Today Cassie and Jane are buried almost side by side at Oaklawn Cemetery in New Orleans, their hometown; Eddie and Lilah are in a small, woodsy cemetery in Asheville, North Carolina. I’ve visited them at least twice.

I’ve been to visit all the victims at least once, all the people they killed during my time at the farm.



To prepare me for my first kill, they set bird traps through the branches that surrounded the path we took on our sunset walks—small steel cages that glinted amid the foliage. Because I had watched them kill four birds with their bare hands, I now saw birds as a nuisance, their skittish flight evidence of some mania or disease. But when Abigail reached inside one of the traps and placed the chirping creature in my tiny hands, cautioning me to grip it tightly so it wouldn’t fly away, a resistance rose in me, as primal and fundamental as thirst.

At least that’s how I choose to remember it. That something deep within me, something untouched by the Bannings and their evil, was still alive, and that this fundamental goodness prevented me from taking that bird’s life.

But truth be told, I’ll never know for sure.

For that was the precise moment when men dressed entirely in black, their goggles and helmets reflecting the evening sun, burst from the woods on all sides of us, ordering us to hit the ground, facedown, hands up. For an instant their long guns were like fingers of darkness sprouting from the shadows. Daniel and Abigail made sounds I’d never heard them make before. Not just cries of alarm but furious wails and profanity I wouldn’t learn the meaning of until later.

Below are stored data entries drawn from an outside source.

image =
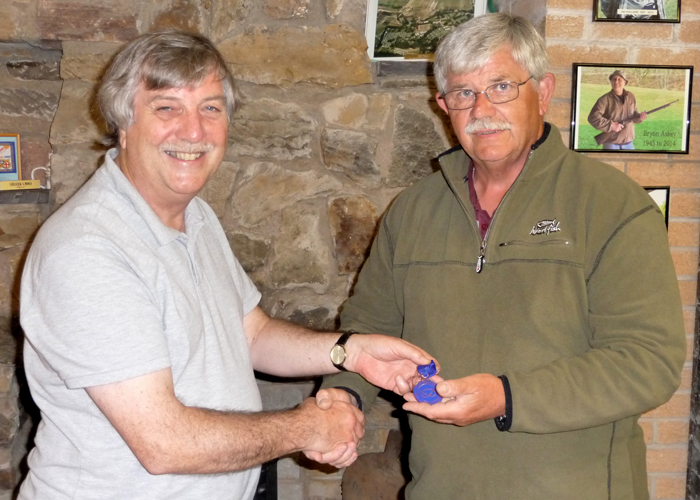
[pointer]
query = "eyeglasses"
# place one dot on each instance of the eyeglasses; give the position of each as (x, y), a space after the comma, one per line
(498, 93)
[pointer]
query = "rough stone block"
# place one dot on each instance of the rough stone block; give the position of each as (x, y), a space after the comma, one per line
(335, 56)
(353, 222)
(78, 118)
(71, 166)
(217, 191)
(225, 16)
(86, 61)
(265, 189)
(97, 20)
(286, 9)
(301, 257)
(324, 489)
(351, 153)
(283, 396)
(187, 15)
(251, 252)
(346, 111)
(378, 111)
(270, 129)
(377, 476)
(27, 102)
(9, 419)
(288, 468)
(45, 69)
(416, 145)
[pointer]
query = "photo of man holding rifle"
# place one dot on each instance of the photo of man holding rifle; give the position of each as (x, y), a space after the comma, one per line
(631, 108)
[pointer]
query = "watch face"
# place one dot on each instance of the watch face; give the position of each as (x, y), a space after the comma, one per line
(338, 354)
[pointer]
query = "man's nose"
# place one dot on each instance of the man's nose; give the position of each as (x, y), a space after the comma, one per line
(482, 106)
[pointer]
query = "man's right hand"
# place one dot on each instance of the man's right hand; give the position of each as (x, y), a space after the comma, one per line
(336, 426)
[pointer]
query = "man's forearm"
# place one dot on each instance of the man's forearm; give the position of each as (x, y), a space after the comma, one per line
(168, 437)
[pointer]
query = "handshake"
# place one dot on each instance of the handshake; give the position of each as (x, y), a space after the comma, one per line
(335, 425)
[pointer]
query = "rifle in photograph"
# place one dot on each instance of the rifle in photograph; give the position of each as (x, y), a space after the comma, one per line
(599, 138)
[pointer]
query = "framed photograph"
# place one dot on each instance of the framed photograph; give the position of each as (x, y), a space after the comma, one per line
(662, 196)
(631, 109)
(650, 11)
(399, 30)
(10, 160)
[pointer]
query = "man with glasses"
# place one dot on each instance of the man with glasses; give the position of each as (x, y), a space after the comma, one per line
(542, 281)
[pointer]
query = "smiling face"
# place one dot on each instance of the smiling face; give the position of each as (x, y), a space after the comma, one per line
(176, 143)
(499, 135)
(618, 83)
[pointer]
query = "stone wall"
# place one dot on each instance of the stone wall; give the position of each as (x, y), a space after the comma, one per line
(323, 143)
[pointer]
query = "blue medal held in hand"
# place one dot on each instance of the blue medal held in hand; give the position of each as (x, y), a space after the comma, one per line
(424, 391)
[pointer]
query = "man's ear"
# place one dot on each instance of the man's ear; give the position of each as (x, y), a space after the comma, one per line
(546, 91)
(441, 103)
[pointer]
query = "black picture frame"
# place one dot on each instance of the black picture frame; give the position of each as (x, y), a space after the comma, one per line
(647, 11)
(665, 92)
(662, 196)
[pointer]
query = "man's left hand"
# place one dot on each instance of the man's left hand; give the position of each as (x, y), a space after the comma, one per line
(387, 362)
(465, 400)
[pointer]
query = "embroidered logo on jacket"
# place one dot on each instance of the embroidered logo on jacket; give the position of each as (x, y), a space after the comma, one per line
(545, 227)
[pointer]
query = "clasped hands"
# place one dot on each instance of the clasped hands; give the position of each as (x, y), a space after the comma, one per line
(391, 364)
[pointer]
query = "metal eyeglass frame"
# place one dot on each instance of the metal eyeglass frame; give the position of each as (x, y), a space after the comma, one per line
(486, 93)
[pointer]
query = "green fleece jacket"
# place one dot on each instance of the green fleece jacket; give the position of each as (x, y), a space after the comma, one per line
(577, 303)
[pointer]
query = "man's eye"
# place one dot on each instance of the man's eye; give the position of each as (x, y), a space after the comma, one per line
(502, 87)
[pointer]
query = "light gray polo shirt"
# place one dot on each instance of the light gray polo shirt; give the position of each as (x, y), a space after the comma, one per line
(110, 293)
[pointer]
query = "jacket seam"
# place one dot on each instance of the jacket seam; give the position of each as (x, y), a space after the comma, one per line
(619, 228)
(472, 264)
(612, 439)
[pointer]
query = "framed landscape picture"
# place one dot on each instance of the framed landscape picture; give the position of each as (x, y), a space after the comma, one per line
(654, 11)
(399, 30)
(631, 109)
(10, 161)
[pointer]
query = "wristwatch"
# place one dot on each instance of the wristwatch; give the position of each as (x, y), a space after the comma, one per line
(338, 352)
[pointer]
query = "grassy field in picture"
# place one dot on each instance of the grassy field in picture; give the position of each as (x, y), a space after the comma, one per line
(661, 131)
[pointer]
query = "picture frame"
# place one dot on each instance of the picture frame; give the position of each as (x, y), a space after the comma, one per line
(10, 161)
(600, 123)
(399, 30)
(662, 196)
(648, 11)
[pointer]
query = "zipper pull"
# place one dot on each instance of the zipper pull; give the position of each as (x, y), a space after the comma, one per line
(480, 258)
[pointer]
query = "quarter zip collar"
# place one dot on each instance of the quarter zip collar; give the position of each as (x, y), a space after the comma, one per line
(455, 165)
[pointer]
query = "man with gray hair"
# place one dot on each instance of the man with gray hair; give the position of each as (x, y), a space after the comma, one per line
(143, 331)
(542, 281)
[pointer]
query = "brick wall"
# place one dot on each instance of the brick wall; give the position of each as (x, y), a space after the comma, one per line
(573, 37)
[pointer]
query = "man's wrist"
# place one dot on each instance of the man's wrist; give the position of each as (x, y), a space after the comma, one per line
(356, 396)
(503, 422)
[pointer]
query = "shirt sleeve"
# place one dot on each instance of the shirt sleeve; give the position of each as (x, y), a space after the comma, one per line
(91, 316)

A boot heel pressed Abigail’s face to the leaf-strewn soil. Daniel made a run for it before he was tackled to the ground. I was knocked backward and dragged away, the bluebird alighting from my suddenly open hands. What saved its life? My refusal to kill, or chance?

I wish I knew for sure.





I





In light of the conflicting and in many cases inaccurate press accounts of a recent event in the Burnham College Talks Series, the program coordinators have decided to post both a partial and a full transcript of the event to their website. The partial transcript appears below.

“OF HUMAN MONSTERS,” A TALK WITH LOWELL PIERCE AND HIS DAUGHTER, TRINA PIERCE, DISCUSSING THEIR BESTSELLING BOOK OF THE SAME TITLE AS WELL AS THE SAVAGE WOODS FILMS THE BOOK INSPIRED—BURNHAM COLLEGE, COLORADO SPRINGS, CO

(Excerpt)

AUDIENCE MEMBER 1: Mr. Pierce, we’ve certainly heard a lot from you today, but we haven’t heard much from your daughter, and so I’d like to direct this question to her.

LP: Sure. Of course.

AUDIENCE MEMBER 1: So this week the fifth film in the Savage Woods franchise was released, and while it’s common knowledge these films are based on your exp— TP: They’re not based on my experiences.

AUDIENCE MEMBER 1: Right. But . . . I mean, not literally, but they’re inspired by—I guess what I’m saying is if you’d been forced, I mean . . . they were holding you hostage, so it’s not like people wouldn’t understand if they made you— TP: Are you asking me if I killed someone on that farm?

AUDIENCE MEMBER 1: I’m asking you if what we saw in the first Savage Woods film might have some more basis in reality than you’ve been willing to discuss.

TP: So you’re asking me if I shoved someone into an incinerator while they were alive? When I was seven?